I was a little worried when I started listening to the bishop that when he said ‘full story’ he meant ‘politically correct story’ but I don’t think that was the case.

From my understanding I am guessing the Columbus murals were the only ones prominently displayed but now digital copies will be alongside other illustrations at a different venue giving what the bishop refers to as ‘the full story’.

I think the bishop is being fair but would prefer my suggested solution.
 
Give it time; redactive history will be supplanted by hiding any hint of another past that has not passed the new censorship. The business with Columbus started in 1992 when the unfavorable movies and re-writes we born. Some was justified, and some was not.
 
I was visiting family in South Bend recently and just had to go by the main building to see the murals before they are covered up, and having seen them my opinion of the decision is - if possible - lower than it was before.
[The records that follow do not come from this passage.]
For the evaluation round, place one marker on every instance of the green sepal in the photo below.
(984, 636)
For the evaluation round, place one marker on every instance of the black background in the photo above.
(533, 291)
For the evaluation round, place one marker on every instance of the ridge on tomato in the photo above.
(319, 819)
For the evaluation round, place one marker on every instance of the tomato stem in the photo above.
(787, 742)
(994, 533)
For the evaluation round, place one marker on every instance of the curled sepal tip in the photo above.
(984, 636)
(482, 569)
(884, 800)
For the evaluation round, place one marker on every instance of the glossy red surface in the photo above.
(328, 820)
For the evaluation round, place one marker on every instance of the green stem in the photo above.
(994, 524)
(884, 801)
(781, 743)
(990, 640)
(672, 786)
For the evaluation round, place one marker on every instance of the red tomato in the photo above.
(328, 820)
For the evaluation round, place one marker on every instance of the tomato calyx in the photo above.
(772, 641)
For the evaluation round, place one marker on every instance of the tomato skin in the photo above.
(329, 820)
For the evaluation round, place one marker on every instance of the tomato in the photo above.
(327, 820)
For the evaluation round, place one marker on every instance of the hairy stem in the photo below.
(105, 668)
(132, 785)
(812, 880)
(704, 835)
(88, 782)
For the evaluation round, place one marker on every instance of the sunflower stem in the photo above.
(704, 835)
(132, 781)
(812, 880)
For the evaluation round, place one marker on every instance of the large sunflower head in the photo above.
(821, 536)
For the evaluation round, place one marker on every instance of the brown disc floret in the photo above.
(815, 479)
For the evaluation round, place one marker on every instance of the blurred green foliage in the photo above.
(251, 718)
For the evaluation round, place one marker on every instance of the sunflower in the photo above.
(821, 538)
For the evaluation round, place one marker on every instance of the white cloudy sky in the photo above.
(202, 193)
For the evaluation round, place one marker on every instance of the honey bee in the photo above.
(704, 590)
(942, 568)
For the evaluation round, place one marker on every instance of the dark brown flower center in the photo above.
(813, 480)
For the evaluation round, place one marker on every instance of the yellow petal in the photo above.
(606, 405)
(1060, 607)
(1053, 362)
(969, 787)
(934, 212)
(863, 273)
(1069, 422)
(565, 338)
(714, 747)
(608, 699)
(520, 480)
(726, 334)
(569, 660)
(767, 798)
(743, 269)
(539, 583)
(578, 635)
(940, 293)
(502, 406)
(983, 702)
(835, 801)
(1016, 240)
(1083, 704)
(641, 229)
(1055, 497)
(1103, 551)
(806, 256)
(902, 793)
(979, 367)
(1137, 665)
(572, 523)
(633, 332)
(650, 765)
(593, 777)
Seven of the ten paintings are about Columbus and the people involved in his voyages and contain no indians at all. In the other three their presence is depicted in what would reasonably be called historically accurate circumstances.

I picked up one of the handouts that are present in the building that discusses the murals. On the front cover is a quotation from William Faulkner that says: "The past is never dead. It is not even past." Given that the past is being re-written it would seem that Faulkner was right, just not in the way he imagined. What a hugely ironic citation.